I turned 40 last summer. It was kind of a non-event for a milestone birthday really. We were in the middle of closing on our house, trying to get out of our old house, organizing people to help move and watch the kids, and oh yeah… work. It was what it was … just another day. We’re hoping to do something special for my 41st since that is the one that really gets the party hopping (you know … being that I was able to remain 40 for a whole year).
Anyway, it got me thinking. When am I going to start doing what I want to do. I’ve taken care of my family, I have seen my loved ones through good times and bad times, I have dusted myself off every time I’ve been pushed to the ground, and I’ve charted my own course in doing so. Recently, I joined a group of fellow bloggers – some serious, some not so serious, yet all are sincere. The goal was for each of us to post once of week. We’re kind of a secret society, so a lot of people know about it – well… a lot of people just blankly stare and nod.

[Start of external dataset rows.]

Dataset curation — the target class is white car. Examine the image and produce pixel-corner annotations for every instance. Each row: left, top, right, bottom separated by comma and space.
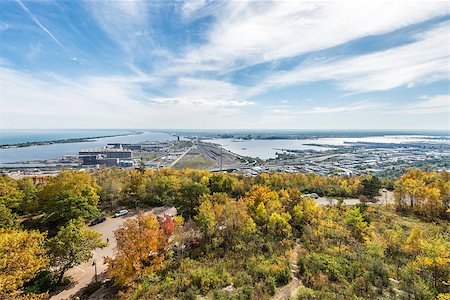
114, 209, 128, 218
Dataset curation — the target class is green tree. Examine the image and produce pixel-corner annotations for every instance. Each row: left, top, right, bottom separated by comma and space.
105, 213, 168, 286
46, 219, 107, 283
0, 204, 20, 229
0, 175, 23, 211
175, 182, 209, 219
39, 170, 99, 226
17, 177, 42, 214
361, 175, 381, 200
345, 207, 371, 241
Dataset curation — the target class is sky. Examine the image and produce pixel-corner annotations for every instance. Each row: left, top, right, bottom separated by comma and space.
0, 0, 450, 130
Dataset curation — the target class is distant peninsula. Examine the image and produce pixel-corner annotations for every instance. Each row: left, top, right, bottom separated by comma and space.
0, 131, 143, 149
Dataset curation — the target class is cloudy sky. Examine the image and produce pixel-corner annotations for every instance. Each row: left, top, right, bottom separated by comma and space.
0, 0, 450, 129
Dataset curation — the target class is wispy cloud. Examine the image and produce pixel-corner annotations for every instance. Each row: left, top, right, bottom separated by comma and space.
167, 1, 448, 73
249, 22, 450, 94
302, 101, 383, 114
396, 95, 450, 114
16, 0, 68, 53
85, 0, 153, 57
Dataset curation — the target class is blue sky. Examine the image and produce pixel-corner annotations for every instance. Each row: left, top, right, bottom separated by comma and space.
0, 0, 450, 129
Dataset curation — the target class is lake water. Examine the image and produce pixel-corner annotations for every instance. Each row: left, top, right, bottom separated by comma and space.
0, 129, 450, 167
0, 130, 176, 167
204, 135, 450, 159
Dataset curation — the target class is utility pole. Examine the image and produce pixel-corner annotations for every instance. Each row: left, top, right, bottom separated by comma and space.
220, 145, 223, 172
92, 259, 98, 283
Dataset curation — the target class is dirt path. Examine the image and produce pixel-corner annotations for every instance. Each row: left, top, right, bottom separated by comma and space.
50, 207, 176, 300
272, 243, 301, 300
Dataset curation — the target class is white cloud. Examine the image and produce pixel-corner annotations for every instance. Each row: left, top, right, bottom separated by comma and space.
249, 22, 450, 95
167, 1, 448, 73
182, 0, 207, 18
86, 0, 153, 55
16, 0, 67, 53
0, 66, 254, 128
302, 101, 383, 114
397, 95, 450, 114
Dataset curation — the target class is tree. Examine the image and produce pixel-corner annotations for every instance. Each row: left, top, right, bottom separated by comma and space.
17, 177, 42, 214
361, 175, 381, 200
47, 195, 99, 226
0, 229, 48, 299
175, 182, 209, 219
94, 168, 128, 208
46, 219, 107, 283
267, 213, 292, 240
39, 170, 99, 226
194, 198, 217, 240
105, 213, 167, 286
0, 204, 20, 229
0, 175, 23, 211
345, 207, 370, 241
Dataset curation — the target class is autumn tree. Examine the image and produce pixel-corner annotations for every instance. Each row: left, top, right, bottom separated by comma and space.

This group, this band of bloggers, is really encouraging me to take more control over those things that I enjoy. It’s like there is a group out there for me, and they are just as much of a misfit as I am – except one guy who owns a manatee (long story; involves kelp I think). Whether it’s picking up my pencils again, drawing on the computer, or digging into audio recording, I am really starting to feel like it’s my time to stretch my legs. And it’s making me a better father. My kids are unknowingly raising me because now instead of trying to keep their attention to put on their clothes (yeah, that never stops) they are trying to keep me doing what I love doing, and that is creating. They see me making stuff and want to jump in.

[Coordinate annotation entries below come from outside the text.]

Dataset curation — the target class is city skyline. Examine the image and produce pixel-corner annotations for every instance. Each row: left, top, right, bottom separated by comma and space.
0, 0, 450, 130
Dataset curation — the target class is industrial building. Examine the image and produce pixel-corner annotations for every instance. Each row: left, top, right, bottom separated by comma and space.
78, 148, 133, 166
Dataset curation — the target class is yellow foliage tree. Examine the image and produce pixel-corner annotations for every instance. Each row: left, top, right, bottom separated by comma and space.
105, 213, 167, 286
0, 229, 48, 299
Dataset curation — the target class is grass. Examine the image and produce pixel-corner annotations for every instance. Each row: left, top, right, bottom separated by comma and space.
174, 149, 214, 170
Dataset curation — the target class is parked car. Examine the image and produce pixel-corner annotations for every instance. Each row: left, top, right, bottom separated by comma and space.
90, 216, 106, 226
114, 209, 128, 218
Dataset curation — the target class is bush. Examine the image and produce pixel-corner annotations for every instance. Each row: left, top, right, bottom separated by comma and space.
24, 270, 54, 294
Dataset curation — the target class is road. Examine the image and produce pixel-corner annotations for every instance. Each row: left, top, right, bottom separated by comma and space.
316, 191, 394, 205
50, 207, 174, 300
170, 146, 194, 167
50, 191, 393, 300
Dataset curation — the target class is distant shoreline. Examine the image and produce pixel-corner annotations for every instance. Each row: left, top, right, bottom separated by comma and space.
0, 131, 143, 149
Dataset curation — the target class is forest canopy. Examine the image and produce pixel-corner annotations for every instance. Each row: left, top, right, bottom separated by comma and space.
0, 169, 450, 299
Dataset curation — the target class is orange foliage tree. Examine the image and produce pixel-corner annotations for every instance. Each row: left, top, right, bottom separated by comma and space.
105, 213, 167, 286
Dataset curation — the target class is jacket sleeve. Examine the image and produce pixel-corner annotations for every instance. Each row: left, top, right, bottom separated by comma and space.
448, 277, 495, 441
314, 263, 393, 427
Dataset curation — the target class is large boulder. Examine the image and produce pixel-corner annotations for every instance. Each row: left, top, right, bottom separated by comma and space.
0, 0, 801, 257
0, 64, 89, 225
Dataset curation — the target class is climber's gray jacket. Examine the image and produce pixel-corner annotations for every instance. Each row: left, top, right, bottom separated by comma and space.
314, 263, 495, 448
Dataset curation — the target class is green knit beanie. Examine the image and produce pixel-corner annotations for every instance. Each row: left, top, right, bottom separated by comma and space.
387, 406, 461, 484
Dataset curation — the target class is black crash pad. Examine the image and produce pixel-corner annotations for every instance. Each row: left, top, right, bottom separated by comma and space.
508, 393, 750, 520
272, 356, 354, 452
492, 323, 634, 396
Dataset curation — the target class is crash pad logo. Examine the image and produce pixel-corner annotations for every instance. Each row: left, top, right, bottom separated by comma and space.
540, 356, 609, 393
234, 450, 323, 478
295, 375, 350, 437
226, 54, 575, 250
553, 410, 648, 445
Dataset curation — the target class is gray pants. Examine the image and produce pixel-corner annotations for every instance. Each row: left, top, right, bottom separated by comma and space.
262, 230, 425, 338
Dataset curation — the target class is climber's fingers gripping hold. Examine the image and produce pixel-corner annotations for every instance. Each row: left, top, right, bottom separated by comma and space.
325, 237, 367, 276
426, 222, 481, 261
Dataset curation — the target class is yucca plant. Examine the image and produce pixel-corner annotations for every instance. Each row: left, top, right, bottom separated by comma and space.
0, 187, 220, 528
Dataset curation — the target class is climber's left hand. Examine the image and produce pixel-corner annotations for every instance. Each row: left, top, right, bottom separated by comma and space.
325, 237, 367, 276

The next major goal for me is to start selling prints of my work (as seen below). I have a lot of research as far as budget, shipping, printing, and how many should I do a first run. In the mean time, playing with my band the VertigoGo’s, dancing to Culture Club, and finding new ways to make my family laugh. Life is pretty good. I am sure I could find something to complain about, but it wouldn’t do that much good, so I focus on everything that is right.
For he to-day that sheds his blood with me
Shall be my brother; be he ne’er so vile,
This day shall gentle his condition[…]– Henry V, act IV, scene iii
It’s a great feeling. I have a lot of people to thank, and I haven’t met all of them. I will soon. In fact I think there are some fruity drinks that should be had and soon.